In the early days, Uber’s customer support operations were largely manned by city teams. But as the company scaled, Uber had to find a more efficient way to respond to both run-of-the-mill issues as well as more serious incidents. So Uber began hiring remote contractors, eventually outsourcing a portion of that work to places like the Philippines and India. Simultaneously, Uber began hiring full-time workers to work out of what it calls Centers of Excellence, which are scattered throughout the U.S. and other countries.
But as the customer support operation was outsourced and systems were put in place to increase efficiency, riders and drivers were often left wanting. Sources previously told me that incidents would fall through the cracks as a result of the importance placed on quickly answering complaints as opposed to sufficiently answering them.
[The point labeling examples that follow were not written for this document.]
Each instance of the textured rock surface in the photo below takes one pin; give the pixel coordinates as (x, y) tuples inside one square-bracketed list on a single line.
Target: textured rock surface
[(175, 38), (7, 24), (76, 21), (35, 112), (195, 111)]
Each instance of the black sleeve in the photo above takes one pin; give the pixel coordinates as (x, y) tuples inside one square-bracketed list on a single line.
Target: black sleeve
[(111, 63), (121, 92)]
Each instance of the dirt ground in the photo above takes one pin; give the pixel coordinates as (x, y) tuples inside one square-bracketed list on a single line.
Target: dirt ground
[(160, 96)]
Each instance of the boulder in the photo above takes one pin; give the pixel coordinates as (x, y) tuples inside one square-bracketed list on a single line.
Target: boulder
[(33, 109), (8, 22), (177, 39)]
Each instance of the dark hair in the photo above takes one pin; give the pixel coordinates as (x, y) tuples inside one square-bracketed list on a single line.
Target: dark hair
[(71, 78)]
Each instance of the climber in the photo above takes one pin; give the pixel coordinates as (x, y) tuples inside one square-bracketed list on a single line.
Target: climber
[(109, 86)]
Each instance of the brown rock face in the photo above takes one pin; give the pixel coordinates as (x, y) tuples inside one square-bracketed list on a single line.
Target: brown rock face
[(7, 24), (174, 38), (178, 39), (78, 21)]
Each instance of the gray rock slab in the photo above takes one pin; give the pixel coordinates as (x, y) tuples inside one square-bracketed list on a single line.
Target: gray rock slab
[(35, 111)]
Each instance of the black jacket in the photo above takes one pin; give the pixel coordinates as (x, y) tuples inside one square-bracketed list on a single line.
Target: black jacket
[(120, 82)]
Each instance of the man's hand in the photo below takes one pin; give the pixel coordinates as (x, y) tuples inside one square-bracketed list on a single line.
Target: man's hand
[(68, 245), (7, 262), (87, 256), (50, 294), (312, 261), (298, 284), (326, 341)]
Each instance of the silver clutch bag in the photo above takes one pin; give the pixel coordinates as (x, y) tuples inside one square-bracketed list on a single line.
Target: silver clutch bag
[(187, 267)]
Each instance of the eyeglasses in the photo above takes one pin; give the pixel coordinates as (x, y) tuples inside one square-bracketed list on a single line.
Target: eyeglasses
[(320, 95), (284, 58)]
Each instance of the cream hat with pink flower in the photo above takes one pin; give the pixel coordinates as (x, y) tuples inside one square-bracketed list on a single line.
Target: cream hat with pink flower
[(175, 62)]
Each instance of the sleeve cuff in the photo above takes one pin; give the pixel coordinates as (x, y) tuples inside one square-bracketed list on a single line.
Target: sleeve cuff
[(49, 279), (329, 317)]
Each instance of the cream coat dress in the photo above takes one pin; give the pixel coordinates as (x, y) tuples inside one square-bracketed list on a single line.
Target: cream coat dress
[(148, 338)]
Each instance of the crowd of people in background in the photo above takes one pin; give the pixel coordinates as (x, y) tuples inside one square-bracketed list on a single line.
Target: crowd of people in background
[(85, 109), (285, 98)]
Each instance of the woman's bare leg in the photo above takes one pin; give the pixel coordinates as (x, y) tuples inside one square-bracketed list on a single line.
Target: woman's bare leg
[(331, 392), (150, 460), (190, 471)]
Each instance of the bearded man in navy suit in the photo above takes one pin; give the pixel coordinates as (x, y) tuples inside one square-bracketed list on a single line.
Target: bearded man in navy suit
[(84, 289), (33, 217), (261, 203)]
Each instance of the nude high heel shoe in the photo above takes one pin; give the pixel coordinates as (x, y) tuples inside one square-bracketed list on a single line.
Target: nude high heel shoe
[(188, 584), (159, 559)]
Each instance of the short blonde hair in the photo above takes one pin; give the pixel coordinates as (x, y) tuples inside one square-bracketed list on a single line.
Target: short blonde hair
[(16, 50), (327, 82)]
The company admits that the customer support infrastructure became too separate from its overall operations. To that end, Holt has been leading the effort to ensure that this typically final touchpoint between drivers and the company is run properly and is prioritized.
Though the company has seen a slew of bad press in the past, this year was the first time Uber saw a consequent impact on its business. That started with the #DeleteUber campaign at the beginning of the year that was sparked by claims that the company was attempting to profit off the backs of taxi drivers protesting President Donald Trump’s travel ban by turning off surge pricing. The result was more than 400,000 account deletions which in turn caused Lyft to rise for the first time to the top of the list of most-downloaded apps.
The caveat here is this is typically the number of new accounts Uber sees in a week in the U.S. But that wasn’t the end of it.
As months went by and the company saw the limitations of its internal cultural issues play out in public following the account of former Uber engineer Susan Fowler’s year of sexism and sexual harassment, the ride-hail company’s marketshare continued to take a hit. According to data obtained by the Financial Times, Uber’s share of the U.S. ride-hail market went from 84 percent to 77 percent.
The business is continuing to grow, but in a market like the U.S. where Uber has achieved massive scale, tapping into new pools of drivers becomes more difficult. Retention, therefore, is more important than ever.